Ориентация на в д у м ч и в о г о, а значит, заведомо подготовленного, серьезного, ищущего читателя отражалась и в его отношении к тиражам своих книг. Помню, лет этак двадцать тому назад он говорил тогдашнему директору Худлита Валентину Осипову: “Читатель должен искать хорошую книгу, гоняться за ней, а не просто брать готовенькую с прилавка, когда ему вздумается.

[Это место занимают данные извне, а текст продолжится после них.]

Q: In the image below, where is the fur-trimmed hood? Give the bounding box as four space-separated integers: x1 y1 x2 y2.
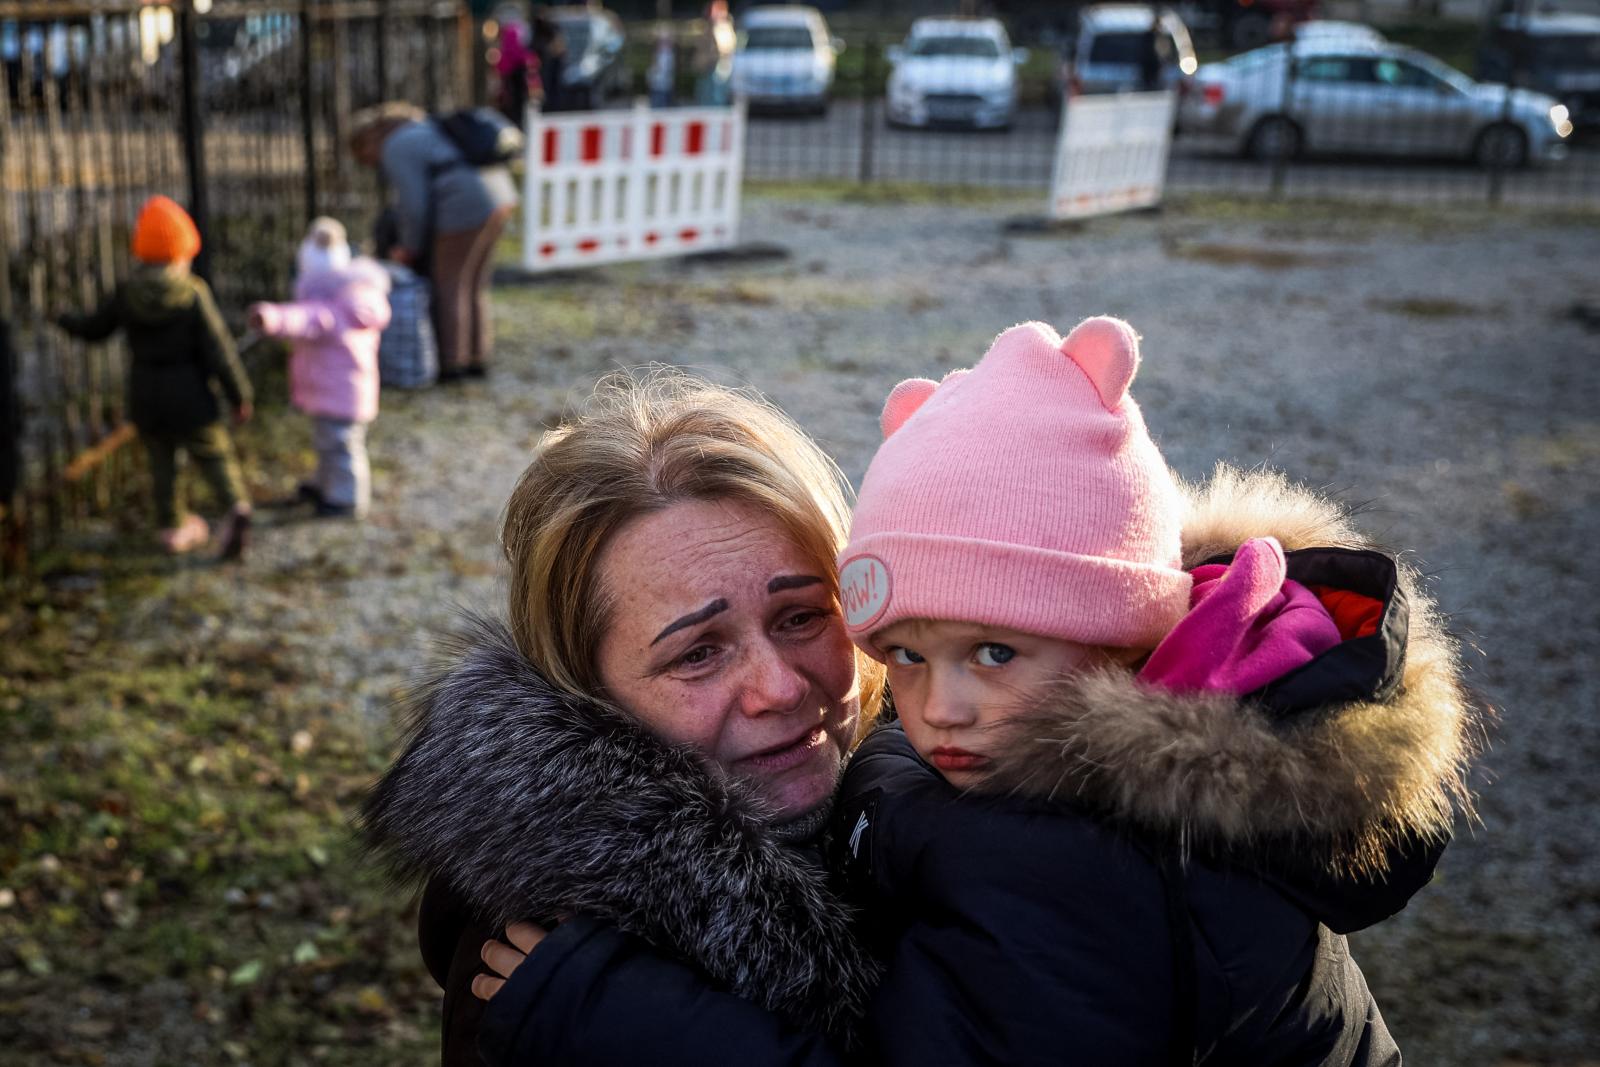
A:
359 616 879 1039
983 466 1484 884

Никаких 100 тысяч, Валентин Осипович,— в крайнем случае, согласен на 20”. Замечу при этом, что речь шла о тираже романа “Вор” в эпоху, когда книги (тем более такого класса!) издавались многими сотнями тысяч экземпляров.
Но вернусь к “Пирамиде”. Ее насыщенность научно-философской терминологией, историческими фактами столь велика, что если бы весь этот малоизвестный рядовому читателю пласт знаний объяснять в сносках — “Пирамида” была бы, наверное, вдвое “выше”. Как-то я заикнулся об этом, удрученный собственной необразованностью. Ответ был краток и резок: “Тот, кого я сумел увлечь, сам пороется в словарях. Заодно и образуется”. Помолчал, потер сухие руки и уже задиристо заявил: “Загадал я ребус человечеству своей “Пирамидой”!
Вот, кстати, тот эпизод в нашей работе над “Трубой”, когда я взмолился о сносках. Беседа Шатаницкого с Никанором происходит в библиотеке, сплошь состоящей из раритетов — “драгоценных фолиантов”, “инкунабул”, “палимпсестов эсхатологического откровенья”, рукописей классиков научного оккультизма и т. д. А ведь в одном из вариантов речь шла еще и о том, что все эти книжные чудеса были написаны не только до изобретения бумаги, но и отпечатаны “на станках еще не существующего качества и, возможно даже, печатниками высших категорий — “аngelos vocamur”. Л. М. прослушал трижды весь “библиотечный” абзац и сказал: “Говорящих ангелов”, пожалуй, уберем. Перебор”. А мне их до сих пор жалко... Из латыни остались в этом абзаце лишь vulgus profanum. И, разумеется, без всякой сноски.
Читателям “Нашего современника”, приходившим покупать “Пирамиду” (их было немного — из тех, кого влечет не “злободневная пена”, а мудрость), я говорил: “Читать Леонова надо неспешно, “мелкими глотками”, как пьют драгоценное вино, которому, по словам Цветаевой, “приходит свой черед”.
Верю: придут другие времена, и другие люди в новой, воспрянувшей от либеральной одури России вскроют “черный ящик” великого леоновского романа, прочтут внимательным терпеливым взором “б е д о г р а ф и ю” своего Отечества, разберутся в сомнениях и пророчествах последнего корифея русской литературы ХХ века, Эдипа славной и трагической советской эпохи.
* * *
Ванга была права: после т а к о г о романа Леонову уже невозможно было жить. Да ведь так и произошло: через два с небольшим месяца, когда мы имели счастье в узком кругу содвинуть бокалы с шампанским в честь 95-летия писателя, заглянувшего “за занавеску тьмы” человеческого бытия, — Леонида Максимовича не стало...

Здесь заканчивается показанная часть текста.